SEQUIM — When you try to think outside that pesky box, parked cars get in the way.

So said architect Mark Spitzer when discussing a new central City Hall during Monday night’s Sequim City Council meeting.

“We support having the City Hall downtown,” Spitzer said.

“It’s difficult to fit everything in . . . primarily because of the parking.”

Spitzer is a member of the Seattle architecture firm Arai Jackson Ellison Murakami, hired years ago to help Sequim solve its municipal-complex puzzle.

The City Council had asked the firm to explore the possibility of putting a new, $8 million City Hall on Cedar Street, where the old, poorly insulated, cramped one now sits.
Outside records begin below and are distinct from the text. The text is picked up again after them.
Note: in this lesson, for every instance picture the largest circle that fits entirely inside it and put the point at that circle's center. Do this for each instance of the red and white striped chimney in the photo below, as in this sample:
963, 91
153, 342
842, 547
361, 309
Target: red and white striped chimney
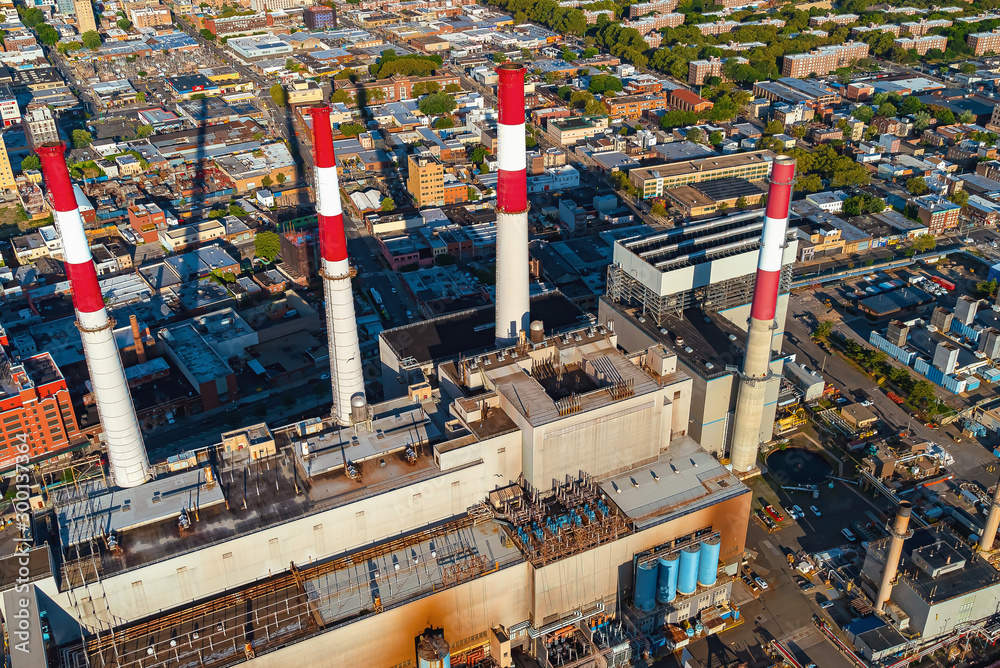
512, 207
757, 358
126, 450
346, 373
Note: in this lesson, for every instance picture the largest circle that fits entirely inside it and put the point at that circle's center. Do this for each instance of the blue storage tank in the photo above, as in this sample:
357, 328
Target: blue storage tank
666, 580
708, 564
645, 586
687, 576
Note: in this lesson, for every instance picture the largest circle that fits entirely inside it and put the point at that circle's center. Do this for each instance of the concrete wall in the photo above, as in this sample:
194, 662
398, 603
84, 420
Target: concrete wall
197, 574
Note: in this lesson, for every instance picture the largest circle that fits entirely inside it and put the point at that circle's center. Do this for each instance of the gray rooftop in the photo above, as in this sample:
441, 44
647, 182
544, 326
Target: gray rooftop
684, 475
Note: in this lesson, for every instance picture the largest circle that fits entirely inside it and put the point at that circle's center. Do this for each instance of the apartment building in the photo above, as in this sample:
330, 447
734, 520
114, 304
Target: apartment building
41, 127
937, 213
631, 107
923, 26
84, 16
654, 181
151, 17
824, 59
573, 131
395, 88
425, 179
146, 220
923, 44
984, 42
35, 410
320, 17
839, 19
648, 24
685, 100
643, 8
236, 25
700, 71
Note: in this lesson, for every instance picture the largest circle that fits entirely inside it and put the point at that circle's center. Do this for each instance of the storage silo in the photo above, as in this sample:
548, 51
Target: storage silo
708, 564
687, 576
645, 586
666, 579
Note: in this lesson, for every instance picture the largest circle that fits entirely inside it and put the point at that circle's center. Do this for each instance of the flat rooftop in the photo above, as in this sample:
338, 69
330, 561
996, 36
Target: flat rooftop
976, 574
473, 331
699, 243
95, 511
683, 479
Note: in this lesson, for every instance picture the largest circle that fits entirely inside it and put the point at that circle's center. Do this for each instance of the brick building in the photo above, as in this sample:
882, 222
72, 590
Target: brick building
35, 410
147, 220
923, 44
824, 59
632, 106
685, 100
937, 213
320, 17
984, 42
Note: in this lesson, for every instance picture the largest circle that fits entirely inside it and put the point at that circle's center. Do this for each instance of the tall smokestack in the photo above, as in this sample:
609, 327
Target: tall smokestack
512, 207
757, 359
126, 450
346, 373
992, 523
140, 350
900, 532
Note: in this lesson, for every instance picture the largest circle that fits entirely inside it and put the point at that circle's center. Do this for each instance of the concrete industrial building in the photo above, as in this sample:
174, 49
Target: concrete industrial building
491, 508
690, 289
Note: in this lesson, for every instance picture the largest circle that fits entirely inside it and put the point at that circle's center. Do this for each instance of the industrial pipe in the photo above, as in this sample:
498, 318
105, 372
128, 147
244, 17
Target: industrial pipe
512, 207
992, 523
900, 532
346, 373
757, 358
126, 450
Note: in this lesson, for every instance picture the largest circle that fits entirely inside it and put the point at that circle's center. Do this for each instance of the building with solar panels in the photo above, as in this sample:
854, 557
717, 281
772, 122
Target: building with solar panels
689, 288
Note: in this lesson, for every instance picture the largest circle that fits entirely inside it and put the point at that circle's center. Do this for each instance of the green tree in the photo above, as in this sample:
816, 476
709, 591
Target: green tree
916, 185
864, 113
47, 34
82, 139
279, 95
267, 245
91, 39
32, 162
822, 330
436, 104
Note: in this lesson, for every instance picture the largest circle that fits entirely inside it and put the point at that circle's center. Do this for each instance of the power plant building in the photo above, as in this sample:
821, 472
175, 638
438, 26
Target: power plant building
690, 289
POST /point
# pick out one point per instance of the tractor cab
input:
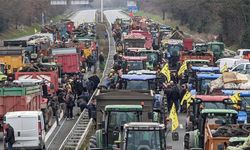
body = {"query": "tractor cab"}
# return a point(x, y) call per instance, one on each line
point(201, 102)
point(208, 117)
point(142, 136)
point(202, 82)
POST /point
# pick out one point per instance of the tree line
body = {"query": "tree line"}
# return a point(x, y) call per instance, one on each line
point(229, 18)
point(14, 13)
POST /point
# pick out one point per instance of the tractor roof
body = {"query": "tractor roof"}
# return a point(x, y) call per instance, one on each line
point(205, 69)
point(141, 77)
point(133, 58)
point(243, 93)
point(123, 108)
point(208, 76)
point(216, 43)
point(144, 125)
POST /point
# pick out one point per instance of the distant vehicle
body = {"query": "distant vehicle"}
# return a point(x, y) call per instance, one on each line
point(29, 129)
point(242, 68)
point(243, 53)
point(231, 62)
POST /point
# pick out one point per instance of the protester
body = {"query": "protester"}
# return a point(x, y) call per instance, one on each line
point(55, 108)
point(70, 103)
point(92, 109)
point(10, 136)
point(101, 61)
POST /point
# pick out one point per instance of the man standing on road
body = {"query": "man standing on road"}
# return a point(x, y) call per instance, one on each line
point(55, 107)
point(101, 61)
point(10, 136)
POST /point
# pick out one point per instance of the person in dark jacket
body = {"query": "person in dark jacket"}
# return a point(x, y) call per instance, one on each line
point(70, 103)
point(10, 136)
point(175, 95)
point(55, 108)
point(92, 109)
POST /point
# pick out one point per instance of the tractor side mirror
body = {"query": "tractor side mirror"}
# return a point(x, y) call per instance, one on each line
point(101, 125)
point(150, 115)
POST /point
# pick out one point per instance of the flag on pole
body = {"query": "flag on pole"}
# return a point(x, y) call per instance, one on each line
point(165, 70)
point(235, 99)
point(224, 68)
point(174, 117)
point(182, 68)
point(187, 97)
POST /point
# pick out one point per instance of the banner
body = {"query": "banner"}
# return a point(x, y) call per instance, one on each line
point(174, 117)
point(165, 70)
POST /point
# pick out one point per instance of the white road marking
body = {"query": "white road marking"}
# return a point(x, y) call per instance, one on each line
point(181, 126)
point(53, 128)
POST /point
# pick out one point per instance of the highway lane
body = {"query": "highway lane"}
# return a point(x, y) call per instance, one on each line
point(111, 15)
point(59, 134)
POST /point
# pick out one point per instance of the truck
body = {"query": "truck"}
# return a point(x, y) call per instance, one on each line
point(68, 58)
point(115, 108)
point(201, 138)
point(50, 79)
point(217, 48)
point(20, 99)
point(12, 58)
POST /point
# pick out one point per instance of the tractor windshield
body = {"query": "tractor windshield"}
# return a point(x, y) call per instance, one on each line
point(144, 140)
point(226, 118)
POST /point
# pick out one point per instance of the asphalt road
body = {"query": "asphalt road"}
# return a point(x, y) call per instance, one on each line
point(60, 133)
point(83, 16)
point(111, 16)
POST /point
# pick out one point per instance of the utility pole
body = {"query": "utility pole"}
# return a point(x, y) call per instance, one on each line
point(101, 10)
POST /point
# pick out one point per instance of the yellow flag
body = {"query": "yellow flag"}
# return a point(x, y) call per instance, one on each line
point(235, 98)
point(174, 117)
point(165, 70)
point(182, 68)
point(187, 97)
point(224, 68)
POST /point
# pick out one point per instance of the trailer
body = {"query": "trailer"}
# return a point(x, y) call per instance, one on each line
point(20, 99)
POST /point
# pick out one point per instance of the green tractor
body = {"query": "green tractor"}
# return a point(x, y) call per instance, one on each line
point(196, 139)
point(115, 116)
point(127, 106)
point(142, 136)
point(217, 48)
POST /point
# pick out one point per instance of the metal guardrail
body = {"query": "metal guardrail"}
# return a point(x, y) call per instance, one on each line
point(80, 139)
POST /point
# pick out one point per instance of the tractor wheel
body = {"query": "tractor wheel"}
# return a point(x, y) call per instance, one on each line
point(92, 142)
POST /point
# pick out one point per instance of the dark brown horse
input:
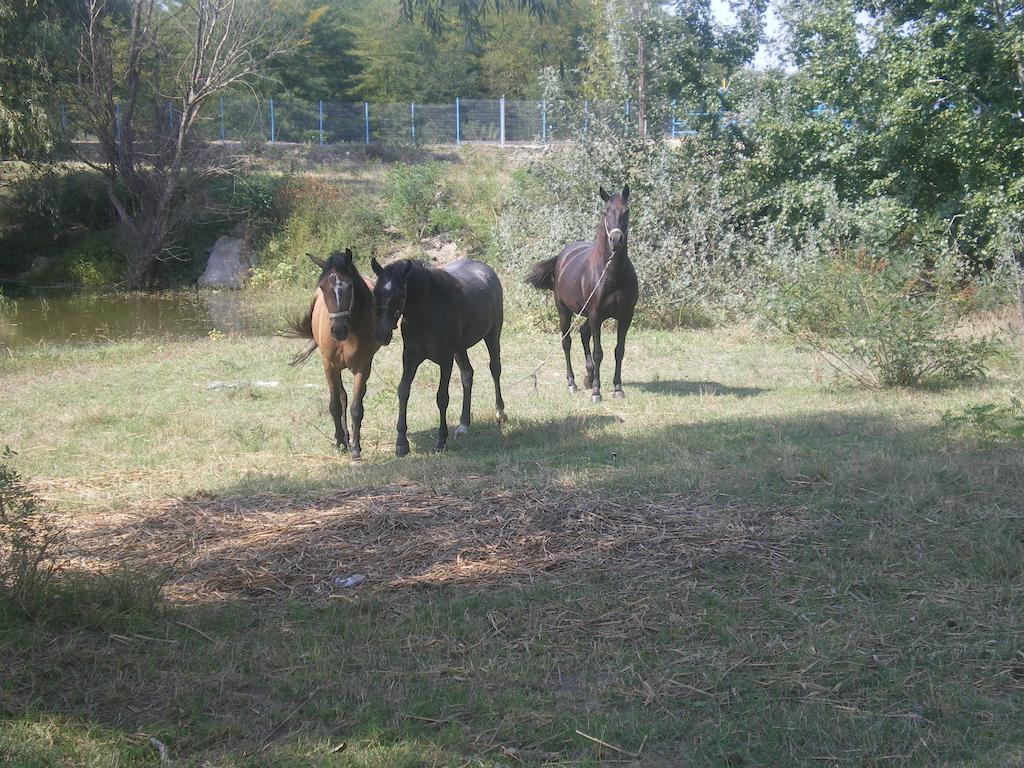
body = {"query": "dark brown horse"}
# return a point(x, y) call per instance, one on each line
point(443, 312)
point(595, 280)
point(340, 322)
Councilman Ken Hays, also an architect, wanted to look into closing one side of the street and creating a civic plaza.

Nice idea, Spitzer said, but “the latest scary numbers” for parking-lot construction start at about $10,000 for surface parking, and go up to $20,000 for an above-ground garage and $30,000 for underground parking.
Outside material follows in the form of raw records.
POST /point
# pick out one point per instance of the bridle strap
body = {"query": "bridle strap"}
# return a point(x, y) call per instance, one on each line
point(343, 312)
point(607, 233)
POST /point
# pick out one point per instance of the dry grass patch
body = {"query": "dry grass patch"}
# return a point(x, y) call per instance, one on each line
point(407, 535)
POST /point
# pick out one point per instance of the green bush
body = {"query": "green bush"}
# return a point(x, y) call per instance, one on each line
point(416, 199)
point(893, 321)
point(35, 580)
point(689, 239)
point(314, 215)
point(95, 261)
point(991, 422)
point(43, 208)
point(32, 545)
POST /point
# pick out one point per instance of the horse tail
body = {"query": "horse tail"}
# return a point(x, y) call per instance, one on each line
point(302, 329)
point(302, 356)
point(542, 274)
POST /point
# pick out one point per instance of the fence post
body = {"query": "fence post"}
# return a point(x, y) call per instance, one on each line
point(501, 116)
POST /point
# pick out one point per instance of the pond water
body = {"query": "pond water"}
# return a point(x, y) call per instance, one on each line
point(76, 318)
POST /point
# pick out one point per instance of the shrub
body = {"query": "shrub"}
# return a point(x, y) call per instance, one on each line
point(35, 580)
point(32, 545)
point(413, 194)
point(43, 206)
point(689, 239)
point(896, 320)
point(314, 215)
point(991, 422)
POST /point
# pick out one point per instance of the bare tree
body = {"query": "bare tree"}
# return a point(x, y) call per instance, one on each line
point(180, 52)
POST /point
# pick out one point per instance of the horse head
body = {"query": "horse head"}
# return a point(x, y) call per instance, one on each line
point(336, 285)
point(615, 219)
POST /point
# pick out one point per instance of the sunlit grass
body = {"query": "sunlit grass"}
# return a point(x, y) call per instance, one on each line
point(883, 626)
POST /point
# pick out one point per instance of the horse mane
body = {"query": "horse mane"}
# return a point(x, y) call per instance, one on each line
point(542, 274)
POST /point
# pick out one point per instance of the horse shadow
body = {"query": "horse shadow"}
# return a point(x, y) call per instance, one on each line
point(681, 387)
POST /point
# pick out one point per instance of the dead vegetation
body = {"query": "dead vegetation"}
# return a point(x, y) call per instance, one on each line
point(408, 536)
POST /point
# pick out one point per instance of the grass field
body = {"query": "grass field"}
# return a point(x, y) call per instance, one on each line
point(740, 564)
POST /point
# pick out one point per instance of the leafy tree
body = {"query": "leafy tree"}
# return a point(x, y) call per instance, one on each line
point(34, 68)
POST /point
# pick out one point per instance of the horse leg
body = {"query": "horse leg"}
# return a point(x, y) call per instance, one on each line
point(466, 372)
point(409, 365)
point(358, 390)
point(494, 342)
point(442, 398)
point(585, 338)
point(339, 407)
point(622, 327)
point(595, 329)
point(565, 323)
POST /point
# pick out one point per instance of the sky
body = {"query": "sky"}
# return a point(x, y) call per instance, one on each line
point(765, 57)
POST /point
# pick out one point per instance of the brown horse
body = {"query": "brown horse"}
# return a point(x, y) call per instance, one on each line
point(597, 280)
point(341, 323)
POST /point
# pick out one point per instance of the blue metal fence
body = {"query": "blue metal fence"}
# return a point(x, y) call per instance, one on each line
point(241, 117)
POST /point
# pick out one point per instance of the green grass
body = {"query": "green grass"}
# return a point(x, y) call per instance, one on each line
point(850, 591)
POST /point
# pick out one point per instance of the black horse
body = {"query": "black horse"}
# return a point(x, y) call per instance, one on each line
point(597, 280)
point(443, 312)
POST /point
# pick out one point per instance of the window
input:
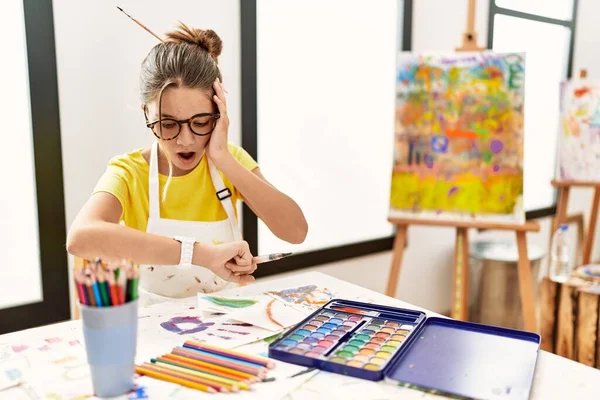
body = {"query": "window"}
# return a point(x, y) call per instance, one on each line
point(324, 121)
point(33, 268)
point(545, 30)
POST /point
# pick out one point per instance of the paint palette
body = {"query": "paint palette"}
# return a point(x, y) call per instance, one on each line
point(356, 339)
point(374, 342)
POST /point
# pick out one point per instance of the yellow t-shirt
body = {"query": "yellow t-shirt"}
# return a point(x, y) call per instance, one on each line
point(190, 197)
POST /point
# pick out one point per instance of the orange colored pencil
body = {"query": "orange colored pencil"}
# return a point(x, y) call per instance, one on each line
point(173, 379)
point(230, 353)
point(218, 386)
point(208, 369)
point(229, 384)
point(240, 374)
point(114, 293)
point(218, 361)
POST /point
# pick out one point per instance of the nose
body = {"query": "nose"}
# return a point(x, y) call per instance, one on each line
point(186, 136)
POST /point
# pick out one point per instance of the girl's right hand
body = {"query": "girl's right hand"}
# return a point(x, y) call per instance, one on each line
point(231, 261)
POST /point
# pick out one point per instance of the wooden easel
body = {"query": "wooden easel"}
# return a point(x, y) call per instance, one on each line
point(564, 189)
point(460, 292)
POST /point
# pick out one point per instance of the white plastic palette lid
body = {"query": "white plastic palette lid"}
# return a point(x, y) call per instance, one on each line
point(502, 250)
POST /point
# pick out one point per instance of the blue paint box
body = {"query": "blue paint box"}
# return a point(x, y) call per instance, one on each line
point(376, 342)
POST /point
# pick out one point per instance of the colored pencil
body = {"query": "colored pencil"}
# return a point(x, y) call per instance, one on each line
point(114, 294)
point(81, 293)
point(230, 353)
point(90, 291)
point(173, 379)
point(136, 280)
point(96, 291)
point(129, 283)
point(101, 278)
point(230, 364)
point(225, 357)
point(202, 374)
point(120, 276)
point(243, 376)
point(219, 387)
point(206, 370)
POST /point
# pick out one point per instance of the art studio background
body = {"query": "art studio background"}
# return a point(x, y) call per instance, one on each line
point(293, 71)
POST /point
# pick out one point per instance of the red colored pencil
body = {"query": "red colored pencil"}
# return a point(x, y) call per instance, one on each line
point(230, 353)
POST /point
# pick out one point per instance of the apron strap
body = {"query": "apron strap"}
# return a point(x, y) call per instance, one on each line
point(224, 195)
point(153, 187)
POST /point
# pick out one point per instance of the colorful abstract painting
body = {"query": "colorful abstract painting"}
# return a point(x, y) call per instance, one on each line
point(579, 141)
point(459, 137)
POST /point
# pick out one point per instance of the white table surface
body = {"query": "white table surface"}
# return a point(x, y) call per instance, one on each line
point(68, 377)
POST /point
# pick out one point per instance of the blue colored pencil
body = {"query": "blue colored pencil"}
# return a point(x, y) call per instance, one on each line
point(225, 358)
point(96, 292)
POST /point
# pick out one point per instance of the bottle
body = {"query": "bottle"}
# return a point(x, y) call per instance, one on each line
point(560, 267)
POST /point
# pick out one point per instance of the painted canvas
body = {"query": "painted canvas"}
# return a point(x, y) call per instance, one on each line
point(459, 137)
point(579, 139)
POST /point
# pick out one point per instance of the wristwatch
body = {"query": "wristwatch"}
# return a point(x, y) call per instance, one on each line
point(187, 251)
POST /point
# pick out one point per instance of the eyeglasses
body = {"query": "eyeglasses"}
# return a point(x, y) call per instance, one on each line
point(169, 128)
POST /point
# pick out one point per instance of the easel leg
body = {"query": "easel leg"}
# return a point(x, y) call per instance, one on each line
point(525, 284)
point(460, 291)
point(589, 240)
point(561, 207)
point(399, 244)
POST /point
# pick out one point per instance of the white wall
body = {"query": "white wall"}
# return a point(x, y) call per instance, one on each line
point(99, 52)
point(426, 274)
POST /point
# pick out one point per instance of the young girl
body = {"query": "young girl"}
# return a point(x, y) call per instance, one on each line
point(171, 208)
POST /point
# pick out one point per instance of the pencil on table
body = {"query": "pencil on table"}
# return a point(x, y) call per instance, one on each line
point(230, 384)
point(209, 373)
point(96, 291)
point(260, 372)
point(219, 387)
point(114, 294)
point(228, 372)
point(78, 276)
point(90, 292)
point(225, 357)
point(129, 283)
point(102, 286)
point(230, 353)
point(173, 379)
point(120, 278)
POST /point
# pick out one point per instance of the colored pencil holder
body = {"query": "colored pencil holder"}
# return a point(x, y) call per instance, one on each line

And that’s per parking space.

An average of 980 people visit city offices each month, said Frank Needham, the capital projects manager in charge of the City Hall site search.
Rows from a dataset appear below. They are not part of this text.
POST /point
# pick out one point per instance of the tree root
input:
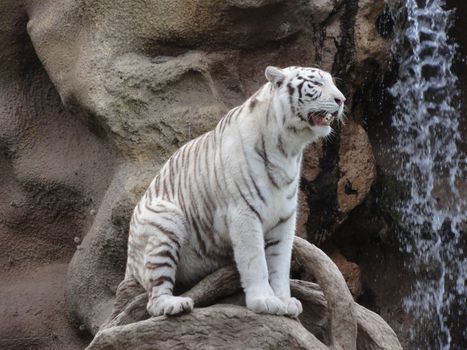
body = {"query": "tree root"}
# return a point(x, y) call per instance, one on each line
point(331, 318)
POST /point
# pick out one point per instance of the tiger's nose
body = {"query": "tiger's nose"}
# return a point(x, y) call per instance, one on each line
point(340, 101)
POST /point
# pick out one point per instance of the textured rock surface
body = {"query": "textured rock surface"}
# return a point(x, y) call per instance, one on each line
point(96, 95)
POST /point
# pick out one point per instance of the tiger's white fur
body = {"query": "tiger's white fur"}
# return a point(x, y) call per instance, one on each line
point(232, 193)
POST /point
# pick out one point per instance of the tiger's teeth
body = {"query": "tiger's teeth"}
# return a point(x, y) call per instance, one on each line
point(329, 117)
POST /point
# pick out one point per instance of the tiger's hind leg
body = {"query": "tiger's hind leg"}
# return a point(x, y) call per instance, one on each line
point(166, 223)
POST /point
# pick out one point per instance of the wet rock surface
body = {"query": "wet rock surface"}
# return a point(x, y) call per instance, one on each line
point(96, 96)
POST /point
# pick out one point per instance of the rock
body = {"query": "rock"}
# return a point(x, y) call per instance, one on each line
point(321, 9)
point(357, 168)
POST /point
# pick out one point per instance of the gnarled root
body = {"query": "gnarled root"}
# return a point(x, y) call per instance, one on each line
point(331, 319)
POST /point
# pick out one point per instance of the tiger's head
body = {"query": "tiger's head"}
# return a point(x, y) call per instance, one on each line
point(308, 98)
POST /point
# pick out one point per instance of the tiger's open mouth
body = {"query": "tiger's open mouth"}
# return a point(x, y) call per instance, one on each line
point(321, 118)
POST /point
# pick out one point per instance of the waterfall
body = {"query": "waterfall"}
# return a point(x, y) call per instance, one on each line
point(431, 168)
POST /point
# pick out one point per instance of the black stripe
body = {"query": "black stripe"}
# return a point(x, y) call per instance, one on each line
point(167, 254)
point(153, 266)
point(260, 195)
point(248, 203)
point(280, 222)
point(271, 243)
point(169, 234)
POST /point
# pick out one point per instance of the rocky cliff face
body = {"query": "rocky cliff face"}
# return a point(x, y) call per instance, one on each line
point(96, 95)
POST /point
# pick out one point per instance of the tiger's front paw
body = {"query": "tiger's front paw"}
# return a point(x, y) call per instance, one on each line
point(169, 305)
point(266, 305)
point(293, 307)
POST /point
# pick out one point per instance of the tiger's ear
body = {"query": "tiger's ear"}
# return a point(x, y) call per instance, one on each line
point(274, 75)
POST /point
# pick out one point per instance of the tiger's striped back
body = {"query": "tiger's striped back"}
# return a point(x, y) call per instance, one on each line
point(230, 195)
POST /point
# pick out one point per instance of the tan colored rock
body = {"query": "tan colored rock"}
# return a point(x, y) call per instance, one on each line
point(357, 166)
point(321, 9)
point(350, 271)
point(369, 44)
point(302, 215)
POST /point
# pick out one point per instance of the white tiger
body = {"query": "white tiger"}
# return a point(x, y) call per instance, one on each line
point(232, 193)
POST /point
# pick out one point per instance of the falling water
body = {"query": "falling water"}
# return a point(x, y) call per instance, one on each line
point(431, 168)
Spitzer added that those customers and the city’s staff will need about 80 places to park.

He suggested solutions to the Cedar Street problem: Put a staff parking lot off-site and have city employees walk a block or so; set up public-private partnerships and share parking lots with nearby businesses.

The council members said little in response to Spitzer’s presentation, and turned next to Needham, who presented four other potential sites:

  • The Burrowes property off South Sequim Avenue near U.S. Highway 101, where the Burrowes family is asking $1,250,000 for an 8.6-acre parcel.

  • The former Booth farm on North Sequim Avenue, where the 220-home Sorrento subdivision will be built, and where the seller has yet to put a price on a 5-acre site.

  • The Stewart property, a 3.7-acre lot northeast of the Hendrickson Road-Fifth Avenue intersection, priced at $1,447,000.

  • An unidentified property that the City Council discussed in closed session, since City Attorney Craig Ritchie said a public discussion could affect the seller’s asking price.